L2DIKTI seharusnya akan merubah lebih baik mutu dan layanan PT di Indonesia, jikalau dijalankan oleh pribadi-pribadi yang amanah dan berdedikasi tinggi dalam melayani masyarakat PT, dan betul akan menaikan Perguruan Tinggi Swasta yang selama ini di anggap sebagai warga negara kelas 2 (dua). Tapi sangat disayangkan Kemenristek dikti masih enggan menentukan koordinator kopertis dari kalangan PNS DPK, bahkan jikalau ada PNS yang mau pindah jadi PNS DPK tidak akan bisa, alasannya lebih mengutamakan perpindahan pada PTN. Sampai dikala ini hal-hal yang katanya dikotomi PTN-PTS prakteknya masih kental dijalankan di DIKTI, dan APTISI mempunyai catatan sangat banyak perihal dikotomi PTS-PTN dari perjalanan waktu ke waktu DIKTI ini, dan pengalaman yang menyakitkan bagi PTS.
Dan hingga dikala ini laporan-laporan dari APTISI Wilayah yang didapat masih ada praktek memandang Perguruan Tinggi Swasta ialah warga negara kelas 2 (dua), salah satunya usul APTISI kepada Presiden JOKOWI dan sudah dosetuju, biar Perguruan Tinggi Negeri bisa selektif mendapatkan mahasiswa baru, membuka prodi-prodi langka, dll., hingga dikala ini mereka masih mendapatkan mahasiswa dengan cara pukat harimau, padahal impian menristek dikti untuk bisa membawa Perguruan Tinggi Negeri bersaing ke World Class University (WCU), maka hal ini akan sulit menjadi kenyataan, boro-boro konsen ke WCU, sudah dipusingkan oleh hal-hal kecil ngurusin banyak mahasiswa.
Mestinya Perguruan Tinggi Negeri konsen ke kualitas WCU dengan full pembiyaan oleh pemerintah, jikalau perlu anggaran Perguruan Tinggi Negeri di naikan 3 kali lipat, toh kenyataannya juga Perguruan Tinggi Swasta sangat kecil dan minim anggarannya sekitar 7% dari anggaran DIKTI/pemerintah, padahal jumlahnya 3000an dibawah dikti jika. Maka mestinya urusan kenaikan angka partisipasi bernafsu diserahkan pada Perguruan Tinggi Swasta saja, yang menyebar di seluruh Indonesia, yang dibantu kegiatan Pendidikan Jarak Jauh, yang selama berpuluh puluh tahun diberikan Privilage pada Universitas Terbuka saja.
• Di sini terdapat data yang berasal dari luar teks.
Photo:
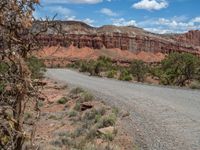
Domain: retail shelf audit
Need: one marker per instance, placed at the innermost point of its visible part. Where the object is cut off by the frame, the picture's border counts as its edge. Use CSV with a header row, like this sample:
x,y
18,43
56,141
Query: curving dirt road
x,y
160,118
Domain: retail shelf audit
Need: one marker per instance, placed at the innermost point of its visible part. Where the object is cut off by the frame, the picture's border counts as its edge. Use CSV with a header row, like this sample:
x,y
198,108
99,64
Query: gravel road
x,y
160,118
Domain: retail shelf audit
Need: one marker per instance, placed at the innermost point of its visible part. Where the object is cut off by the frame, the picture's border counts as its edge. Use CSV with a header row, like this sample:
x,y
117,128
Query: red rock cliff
x,y
125,38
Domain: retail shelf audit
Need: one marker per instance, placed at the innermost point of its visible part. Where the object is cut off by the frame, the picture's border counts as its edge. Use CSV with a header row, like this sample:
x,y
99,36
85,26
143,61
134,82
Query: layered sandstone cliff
x,y
128,38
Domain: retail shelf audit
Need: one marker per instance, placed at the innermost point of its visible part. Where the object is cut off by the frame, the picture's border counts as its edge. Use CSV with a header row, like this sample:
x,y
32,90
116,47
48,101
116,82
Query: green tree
x,y
36,66
139,70
178,68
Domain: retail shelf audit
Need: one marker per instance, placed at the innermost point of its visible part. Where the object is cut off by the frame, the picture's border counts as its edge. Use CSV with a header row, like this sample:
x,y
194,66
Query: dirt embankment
x,y
74,119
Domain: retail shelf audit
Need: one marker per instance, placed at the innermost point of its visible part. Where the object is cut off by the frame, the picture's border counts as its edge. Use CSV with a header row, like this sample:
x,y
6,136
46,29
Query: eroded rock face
x,y
125,38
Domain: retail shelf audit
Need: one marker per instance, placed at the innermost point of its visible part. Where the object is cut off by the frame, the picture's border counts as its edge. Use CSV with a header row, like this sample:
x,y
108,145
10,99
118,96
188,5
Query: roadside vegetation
x,y
177,69
80,122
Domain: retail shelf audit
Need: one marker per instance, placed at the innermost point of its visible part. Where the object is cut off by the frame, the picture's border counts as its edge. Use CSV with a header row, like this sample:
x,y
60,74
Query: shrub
x,y
72,113
36,66
139,70
195,85
77,107
2,86
87,97
111,74
3,67
125,75
76,91
107,121
178,68
63,100
108,136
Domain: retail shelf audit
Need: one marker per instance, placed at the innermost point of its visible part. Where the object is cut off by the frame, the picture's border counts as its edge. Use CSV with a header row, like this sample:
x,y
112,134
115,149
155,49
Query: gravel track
x,y
160,118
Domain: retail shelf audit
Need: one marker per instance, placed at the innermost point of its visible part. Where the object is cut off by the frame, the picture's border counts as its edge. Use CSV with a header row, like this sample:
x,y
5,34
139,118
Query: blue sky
x,y
160,16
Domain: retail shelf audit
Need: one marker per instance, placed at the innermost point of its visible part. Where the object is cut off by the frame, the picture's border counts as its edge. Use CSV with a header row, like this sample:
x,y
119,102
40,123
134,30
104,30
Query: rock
x,y
107,130
125,38
86,106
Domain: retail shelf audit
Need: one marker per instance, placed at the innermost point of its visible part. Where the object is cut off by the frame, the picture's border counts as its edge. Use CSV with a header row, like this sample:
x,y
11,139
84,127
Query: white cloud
x,y
196,20
108,12
72,1
88,21
170,25
123,22
151,4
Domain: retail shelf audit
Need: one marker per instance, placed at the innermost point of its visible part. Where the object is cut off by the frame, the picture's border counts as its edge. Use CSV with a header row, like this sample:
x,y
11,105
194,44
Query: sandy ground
x,y
54,123
161,118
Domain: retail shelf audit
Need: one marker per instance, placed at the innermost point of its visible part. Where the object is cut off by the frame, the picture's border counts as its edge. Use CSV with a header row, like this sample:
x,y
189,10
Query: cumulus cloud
x,y
108,12
72,1
151,4
196,20
170,25
124,22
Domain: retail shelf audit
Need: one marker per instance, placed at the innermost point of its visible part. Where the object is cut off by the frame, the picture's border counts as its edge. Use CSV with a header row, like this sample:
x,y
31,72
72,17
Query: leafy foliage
x,y
139,70
36,66
178,68
125,75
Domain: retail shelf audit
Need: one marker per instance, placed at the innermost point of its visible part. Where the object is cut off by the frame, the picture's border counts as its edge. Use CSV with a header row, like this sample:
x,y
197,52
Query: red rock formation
x,y
125,38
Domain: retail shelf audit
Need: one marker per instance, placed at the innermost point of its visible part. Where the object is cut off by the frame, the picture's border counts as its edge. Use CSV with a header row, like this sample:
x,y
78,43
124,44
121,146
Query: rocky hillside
x,y
128,38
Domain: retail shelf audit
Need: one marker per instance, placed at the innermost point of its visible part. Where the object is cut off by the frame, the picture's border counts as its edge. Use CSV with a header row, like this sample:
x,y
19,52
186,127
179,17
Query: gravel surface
x,y
160,118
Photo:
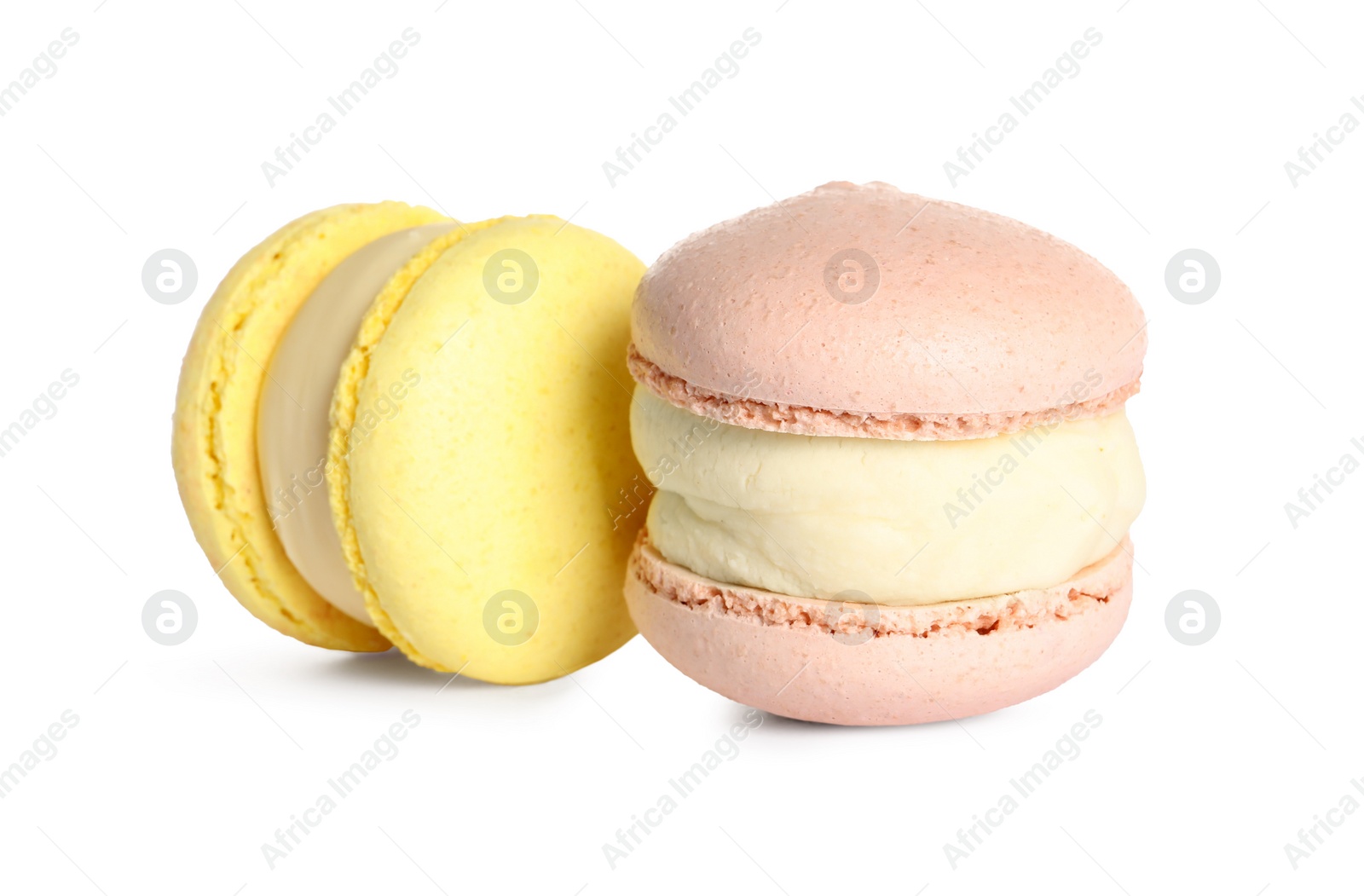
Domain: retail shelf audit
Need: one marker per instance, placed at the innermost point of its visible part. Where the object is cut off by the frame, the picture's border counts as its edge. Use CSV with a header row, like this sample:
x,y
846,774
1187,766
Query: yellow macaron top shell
x,y
215,441
479,443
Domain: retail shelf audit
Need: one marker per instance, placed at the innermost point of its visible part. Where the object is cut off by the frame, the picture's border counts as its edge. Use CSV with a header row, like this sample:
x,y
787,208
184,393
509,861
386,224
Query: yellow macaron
x,y
393,427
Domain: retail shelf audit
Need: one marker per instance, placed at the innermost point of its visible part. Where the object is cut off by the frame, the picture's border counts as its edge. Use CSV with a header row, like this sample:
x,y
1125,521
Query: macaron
x,y
891,472
395,429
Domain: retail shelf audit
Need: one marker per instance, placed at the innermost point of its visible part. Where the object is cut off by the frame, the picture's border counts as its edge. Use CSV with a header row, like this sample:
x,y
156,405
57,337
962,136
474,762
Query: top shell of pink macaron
x,y
866,309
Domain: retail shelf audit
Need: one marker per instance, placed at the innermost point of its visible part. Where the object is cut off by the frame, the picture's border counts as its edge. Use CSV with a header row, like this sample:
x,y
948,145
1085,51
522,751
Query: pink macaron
x,y
890,465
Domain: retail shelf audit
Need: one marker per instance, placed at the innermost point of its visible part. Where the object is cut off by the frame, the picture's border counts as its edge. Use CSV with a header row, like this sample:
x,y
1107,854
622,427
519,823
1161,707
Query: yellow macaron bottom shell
x,y
886,521
477,517
292,422
215,439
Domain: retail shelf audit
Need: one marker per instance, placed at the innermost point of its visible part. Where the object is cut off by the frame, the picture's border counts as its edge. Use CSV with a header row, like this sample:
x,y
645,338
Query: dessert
x,y
893,475
395,429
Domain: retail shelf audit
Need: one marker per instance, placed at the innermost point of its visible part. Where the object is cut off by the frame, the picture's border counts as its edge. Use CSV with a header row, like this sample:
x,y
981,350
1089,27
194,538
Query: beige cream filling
x,y
292,418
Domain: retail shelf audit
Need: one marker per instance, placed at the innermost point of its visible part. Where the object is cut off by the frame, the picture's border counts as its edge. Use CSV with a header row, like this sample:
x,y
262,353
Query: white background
x,y
1173,136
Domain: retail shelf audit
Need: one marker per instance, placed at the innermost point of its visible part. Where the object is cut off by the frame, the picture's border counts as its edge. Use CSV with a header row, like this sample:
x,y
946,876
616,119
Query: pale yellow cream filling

Apalagi persyaratan Perguruan Tinggi Negeri yang berbadan hukum, PTBH (perguruan tinggi berbadan hukum) mengharuskan PT tersebut harus berdikari mencari dana, maka yang termudah dengan menambah mahasiswa, tetapi hal ini menjadi paradok dengan kualitas dan persyaratan indikator untuk menjadi PT top di WCU.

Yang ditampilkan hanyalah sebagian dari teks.